NAZARA DİNİ BAKIŞ
Nazarla ilgili birkaç hadis nakledelim:
1-) İbnu Abbas (Ra.) anlatıyor: Resulullah (Sav.) buyurdular ki: ‘’Göz değmesi haktır. Eğer kaderi (delip) geçecek bir şey olsaydı, bu göz değmesi olurdu. Yıkanmanız taleb edilirse yıkanıverin.”
(Müslim, Selam 42, (2188); Tirmizi, Tıbb 19, (2063)
2-) Hz. Aişe (Ra.) anlatıyor: ‘’Gözü değene (ain) abdest alması emredilir, onun abdest suyu alınır, bununla göz değmesine uğrayan (main) yıkanırdı.’’
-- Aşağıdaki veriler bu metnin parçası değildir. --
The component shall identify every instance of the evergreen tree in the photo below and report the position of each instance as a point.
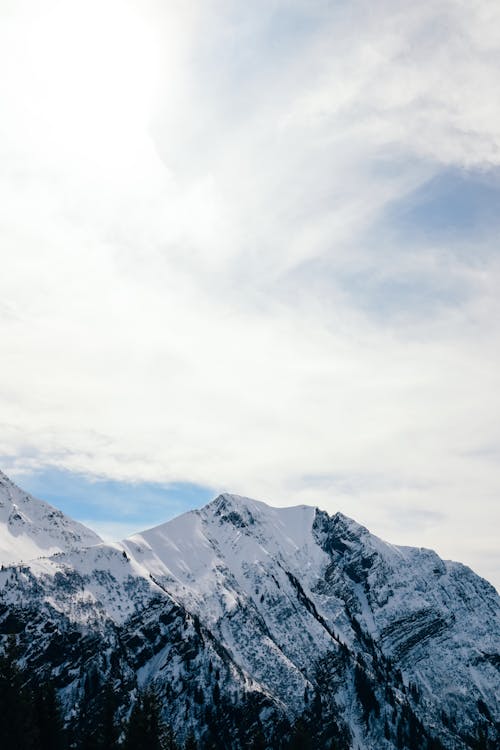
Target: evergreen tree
(18, 730)
(145, 728)
(48, 718)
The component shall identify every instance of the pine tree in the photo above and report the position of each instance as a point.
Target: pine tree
(18, 730)
(48, 718)
(145, 728)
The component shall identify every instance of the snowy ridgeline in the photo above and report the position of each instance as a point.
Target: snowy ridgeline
(246, 617)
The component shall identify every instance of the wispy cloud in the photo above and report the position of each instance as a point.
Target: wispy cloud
(245, 243)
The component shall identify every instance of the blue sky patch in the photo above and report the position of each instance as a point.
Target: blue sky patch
(138, 505)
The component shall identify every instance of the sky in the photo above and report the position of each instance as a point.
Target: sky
(254, 247)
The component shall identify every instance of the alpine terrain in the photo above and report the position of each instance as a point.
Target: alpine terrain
(249, 627)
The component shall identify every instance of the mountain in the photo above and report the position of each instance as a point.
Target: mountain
(31, 528)
(264, 625)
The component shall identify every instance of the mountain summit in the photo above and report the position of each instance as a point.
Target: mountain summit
(31, 528)
(254, 624)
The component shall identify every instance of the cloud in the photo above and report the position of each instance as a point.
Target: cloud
(229, 253)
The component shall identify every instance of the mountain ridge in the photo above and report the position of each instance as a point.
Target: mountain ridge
(271, 615)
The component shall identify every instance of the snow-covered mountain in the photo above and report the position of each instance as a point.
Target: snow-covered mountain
(247, 618)
(31, 528)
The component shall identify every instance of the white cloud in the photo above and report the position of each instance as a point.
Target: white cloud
(170, 176)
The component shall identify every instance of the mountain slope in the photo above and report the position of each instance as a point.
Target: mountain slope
(247, 618)
(31, 528)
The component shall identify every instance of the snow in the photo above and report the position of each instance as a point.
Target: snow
(276, 587)
(31, 528)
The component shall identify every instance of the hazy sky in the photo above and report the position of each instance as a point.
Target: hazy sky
(254, 247)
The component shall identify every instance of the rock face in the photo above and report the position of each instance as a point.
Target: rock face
(31, 528)
(247, 618)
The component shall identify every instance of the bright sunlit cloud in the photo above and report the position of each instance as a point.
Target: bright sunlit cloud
(254, 247)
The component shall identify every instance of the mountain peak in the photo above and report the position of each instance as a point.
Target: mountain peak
(31, 528)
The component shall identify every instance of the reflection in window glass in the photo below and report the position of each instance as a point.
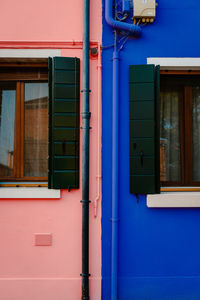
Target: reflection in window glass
(36, 129)
(169, 136)
(7, 125)
(196, 133)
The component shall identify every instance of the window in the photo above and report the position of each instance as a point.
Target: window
(180, 130)
(39, 118)
(23, 121)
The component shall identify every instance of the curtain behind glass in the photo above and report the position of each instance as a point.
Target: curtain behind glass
(36, 129)
(169, 136)
(196, 133)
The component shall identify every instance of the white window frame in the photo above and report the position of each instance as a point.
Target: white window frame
(27, 192)
(175, 199)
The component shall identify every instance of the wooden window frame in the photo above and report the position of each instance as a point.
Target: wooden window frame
(22, 71)
(185, 119)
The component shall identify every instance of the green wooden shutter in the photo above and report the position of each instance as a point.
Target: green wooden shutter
(144, 129)
(64, 111)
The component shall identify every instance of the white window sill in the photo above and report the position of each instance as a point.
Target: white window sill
(174, 199)
(29, 193)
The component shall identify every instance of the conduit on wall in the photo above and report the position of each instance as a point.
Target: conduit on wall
(136, 31)
(85, 153)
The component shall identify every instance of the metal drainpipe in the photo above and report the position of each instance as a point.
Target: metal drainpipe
(136, 31)
(115, 163)
(85, 153)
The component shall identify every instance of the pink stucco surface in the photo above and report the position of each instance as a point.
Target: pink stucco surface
(52, 272)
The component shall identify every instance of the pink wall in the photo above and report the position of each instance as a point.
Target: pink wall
(51, 272)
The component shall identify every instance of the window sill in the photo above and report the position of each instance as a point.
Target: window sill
(174, 200)
(29, 193)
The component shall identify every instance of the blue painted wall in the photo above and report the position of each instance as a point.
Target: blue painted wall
(159, 249)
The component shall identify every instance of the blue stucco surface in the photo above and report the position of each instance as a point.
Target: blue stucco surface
(159, 249)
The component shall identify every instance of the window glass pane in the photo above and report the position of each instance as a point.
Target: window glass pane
(7, 125)
(169, 135)
(196, 133)
(36, 129)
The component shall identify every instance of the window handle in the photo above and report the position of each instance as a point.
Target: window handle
(142, 158)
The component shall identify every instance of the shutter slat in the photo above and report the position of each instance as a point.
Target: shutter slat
(65, 129)
(144, 170)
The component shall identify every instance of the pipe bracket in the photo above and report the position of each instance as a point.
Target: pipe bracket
(86, 115)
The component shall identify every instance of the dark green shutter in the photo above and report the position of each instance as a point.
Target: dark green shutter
(144, 129)
(64, 111)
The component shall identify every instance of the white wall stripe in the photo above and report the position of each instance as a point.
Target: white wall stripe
(30, 53)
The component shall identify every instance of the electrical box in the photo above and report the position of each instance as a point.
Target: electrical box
(144, 10)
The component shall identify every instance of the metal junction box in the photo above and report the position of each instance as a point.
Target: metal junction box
(144, 9)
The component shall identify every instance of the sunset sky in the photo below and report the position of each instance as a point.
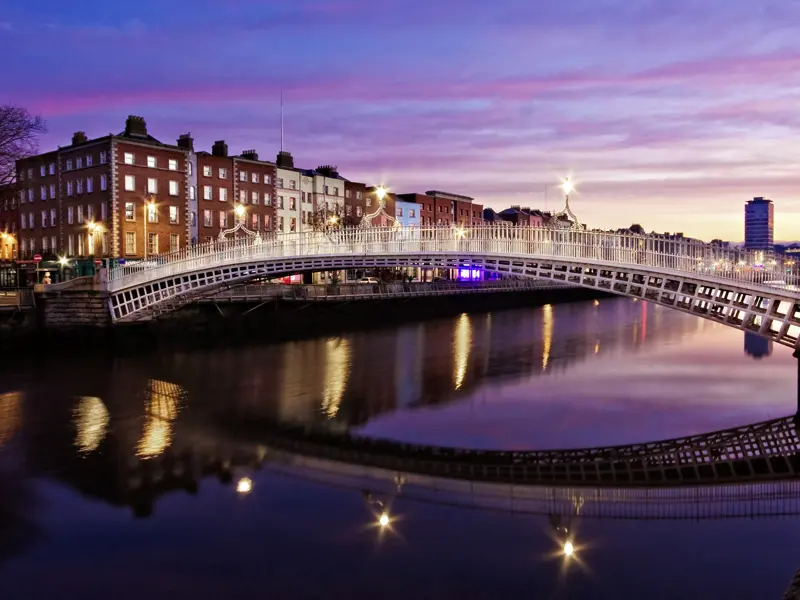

(Ebu Davud, Tıbb 15, (3880)
3-) Muhammed İbnu Ebi Ümame İbni Sehl İbni Hanif, babasından şunları işittiğini anlatmıştır: ”Babam Sehl (Ra.) (Cuhfe yakınlarındaki) Harrar denilen mevkide yıkandı. Üzerindeki cübbeyi çıkardı. Bu sırada Amir İbnu Rabi’a ona bakıyordu. Sehl, bembeyaz bir tene, güzel görünüşlü bir cilde sahipti. Amir: ”Ne bugünkü bir manzarayı, ne de böylesine ancak çadıra çekilmiş bakirede bulunabilen bir cildi hiç görmedim.’’ dedi. Sehl daha orada iken hummaya yakalandı ve rahatsızlığı şiddet peyda etti (ve yere yıkıldı). Durum Resulallah (Sav.)’a haber verildi ve: ”Başını kaldıramıyor’’ dendi. Halbuki Sehl orduya kaydedilmişti. ‘’Ya Resulallah o, sizinle gelemez vallahi başını bile kaldıramıyor!’’ dediler. Aleyhissalatu vesselam: ”Onunla ilgili olarak herhangi bir kimseyi itham ediyor musunuz?’’ diye sordu. ”Amir İbnu Rebia var.” dediler. Resulullah (Sav.), onu çağırtıp kendisine kızdı ve: ”Sizden biri niye kardeşini öldürüyor? Niye bir ”Barekallah!’’ demedin? Onun için abdest al!’’ buyurdu. Bunun üzerine Amir yüzünü, ellerini, kollarını, dizlerini ve ayaklarının etrafını ve izarının içini bir kaba yıkadı. Sonra, bir adam bu suyu onun (Sehl’in) üzerine arkasından döktü; derken o anında iyileşti.’’
(Muvatta, Ayn 1, (2, 938)
4-) Ebu Said el-Hudri (Ra.) şöyle anlatmaktadır: ”Resulullah (Sav.) ’Cinlerin ve insanların nazarından Allah’a sığınırım’, gibi dualarla cinlerin nazarından, sonra da insanların nazarından Allah’a iltica ederdi. Sonra Muavvezeteyn (Felak ve Nas Sureleri) inince bu surelere devam etti. Diğer duaları terk etti.”
(İbni Mace, Tıb: 34)
5-) ‘”Göz değmesi haktır. Deveyi kazana, insanı da kabre sokar.”